A move is under way to clear up a state policy impediment and allow Don Mueang airport to serve all kinds of international carriers, not just budget airlines with point-to-point services.
Airports of Thailand advocates a fullscale role for Don Mueang, Bangkok’s No.2 airport. BOONSONG KOSITCHOTETHANA
The management of Airports of Thailand Plc (AoT) will soon seek support from its board to push for a rewrite of the June 2012 cabinet resolution, which is seen as hindering efforts to attract more scheduled airlines to Bangkok's old airport.
"Why are we restricting Don Mueang's main role to serving only no-frills carriers while the airport has all the fundamentals to truly become Bangkok's second air hub alongside Suvarnabhumi airport?" asked AoT's acting president Somchai Sawasdeepon.
The key impediment centres around the wording in the cabinet resolution that says Don Mueang serves only low-cost carriers (LCCs) with point-to-point international and domestic services.
That seems to diminish the government's dual-airport policy to make Don Mueang a second international airport, not only to alleviate overcrowding at Suvarnabhumi but to cater to the fast-growing air traffic through the capital, said Mr Somchai.
Unless the definition of Don Mueang's role is amended, he said, it will be an uphill task to attract more airline traffic to the century-old airport on Bangkok's northern outskirts.
"With the existence of the cabinet resolution, we are barred from granting permission to non-LCCs to operate through Don Mueang, even though we wish to," Mr Somchai said.
An attempt launched about six months ago to lure 11 other LCCs, aside from the three AirAsia group airlines, to relocate their bases to Don Mueang from Suvarnabhumi has not come to fruition as expected.
"The chance is very slim due to prohibitive base change costs, probably outstripping the incentive package [including reduced landing and parking fees] we have extended to them," the acting AoT president told the Bangkok Post.
The airlines' reaction has hit the bid to make Don Mueang a fully fledged airport dedicated to LCCs, let alone being upgraded into a full-scale secondary airport and relieving traffic for Suvarnabhumi.

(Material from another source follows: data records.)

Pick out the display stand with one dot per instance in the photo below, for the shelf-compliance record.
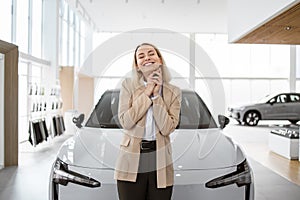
(285, 142)
(45, 111)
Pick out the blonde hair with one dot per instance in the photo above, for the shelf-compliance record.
(137, 75)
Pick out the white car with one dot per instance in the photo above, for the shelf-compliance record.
(207, 164)
(283, 106)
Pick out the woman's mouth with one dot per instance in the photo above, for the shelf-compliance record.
(147, 64)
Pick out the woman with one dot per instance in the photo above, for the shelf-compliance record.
(148, 112)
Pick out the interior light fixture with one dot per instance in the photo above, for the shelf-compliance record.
(287, 28)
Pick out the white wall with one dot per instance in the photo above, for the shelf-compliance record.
(245, 16)
(1, 110)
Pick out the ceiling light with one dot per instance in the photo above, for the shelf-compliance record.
(287, 28)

The main airport is being used beyond its capacity of 45 million passengers a year, while its expansion is still five years away from completion.
Suvarnabhumi's passenger traffic stood at 52.36 million in the year to September (up 9.8% year-on-year), consisting of 38.68 million international travellers (up 3.48%) and 13.68 million domestic travellers (up 31.37%), according to AoT statistics.

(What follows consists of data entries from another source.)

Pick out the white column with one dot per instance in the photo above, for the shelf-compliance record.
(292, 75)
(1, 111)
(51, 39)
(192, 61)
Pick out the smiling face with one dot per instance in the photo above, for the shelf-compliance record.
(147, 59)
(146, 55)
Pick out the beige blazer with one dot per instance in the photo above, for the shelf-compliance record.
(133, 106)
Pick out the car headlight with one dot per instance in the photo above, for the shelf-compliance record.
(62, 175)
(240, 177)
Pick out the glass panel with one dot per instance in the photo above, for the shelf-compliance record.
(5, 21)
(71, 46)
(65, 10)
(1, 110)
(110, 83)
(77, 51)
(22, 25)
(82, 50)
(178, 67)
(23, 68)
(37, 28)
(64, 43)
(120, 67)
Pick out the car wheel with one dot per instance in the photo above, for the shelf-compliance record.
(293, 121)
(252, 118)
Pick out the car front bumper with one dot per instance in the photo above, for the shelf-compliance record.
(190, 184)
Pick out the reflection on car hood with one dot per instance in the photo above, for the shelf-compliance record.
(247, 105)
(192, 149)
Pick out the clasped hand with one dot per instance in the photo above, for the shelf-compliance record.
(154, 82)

Total take-offs and landings at Suvarnabhumi were 326,970 in fiscal 2012 (up 13.32%), comprising 228,112 international flights (up 7.11%) and 98,868 domestic flights (up 30.81%).
Only one LCC group under Malaysia-based AirAsia _ namely Thai AirAsia, AirAsia (Malaysia) and Indonesia AirAsia _ has relocated to Don Mueang.
Tiger Airways, Jetstar Asia, Jetstar Airways, Cebu Pacific Air, Airberlin, T'Way Airlines, Eastar Jet, Jeju Air, Jin Air, IndiGo and Thomsonfly have all opted to stay at Suvarnabhumi.
Other discount airlines that started flying to Bangkok several months ago, such as Singapore's Scoot and China's Spring Air, have not shown any interest in shifting from Suvarnabhumi to Don Mueang.
The AirAsia group, Nok Air and Orient Thai are the only budget airlines operating at Don Mueang.
The failure to attract more passenger traffic could have implications for the restoration of facilities and redevelopment of Don Mueang, according to an industry analyst.
High on its work plan is the restoration of Terminal 2 (T2), which has been in a derelict state since it was closed in September 2006 when Suvarnabhumi took over as Bangkok's main airport.
The entire airport was devastated by Thailand's worst flood in 50 years in October 2011, though Terminal 1 (T1) was repaired and reopened in March last year, albeit initially only for Nok Air.
T1 got a major boost in October last year when AirAsia group, which generates the most LCC passenger volume through Thailand, moved its hub to Don Mueang from Suvarnabhumi.
But AoT planners believe the restoration of T2 needs to begin soon to catch up with traffic build-up at the airport, where facilities will soon be strained.
They see the need for T2 to be up and running to augment Don Mueang's capacity, now at 16.5 million passengers a year.
The combined passenger volume of the airport's two major no-frills carriers, AirAsia and Nok Air, was expected to increase to about 14 million last year.
If Don Mueang were allowed to serve a broader range of airlines, AoT could launch a sales pitch to draw carriers.
"I think airlines that start flying to Thailand would be keener to operate through Don Mueang than those already at Suvarnabhumi," Mr Somchai said.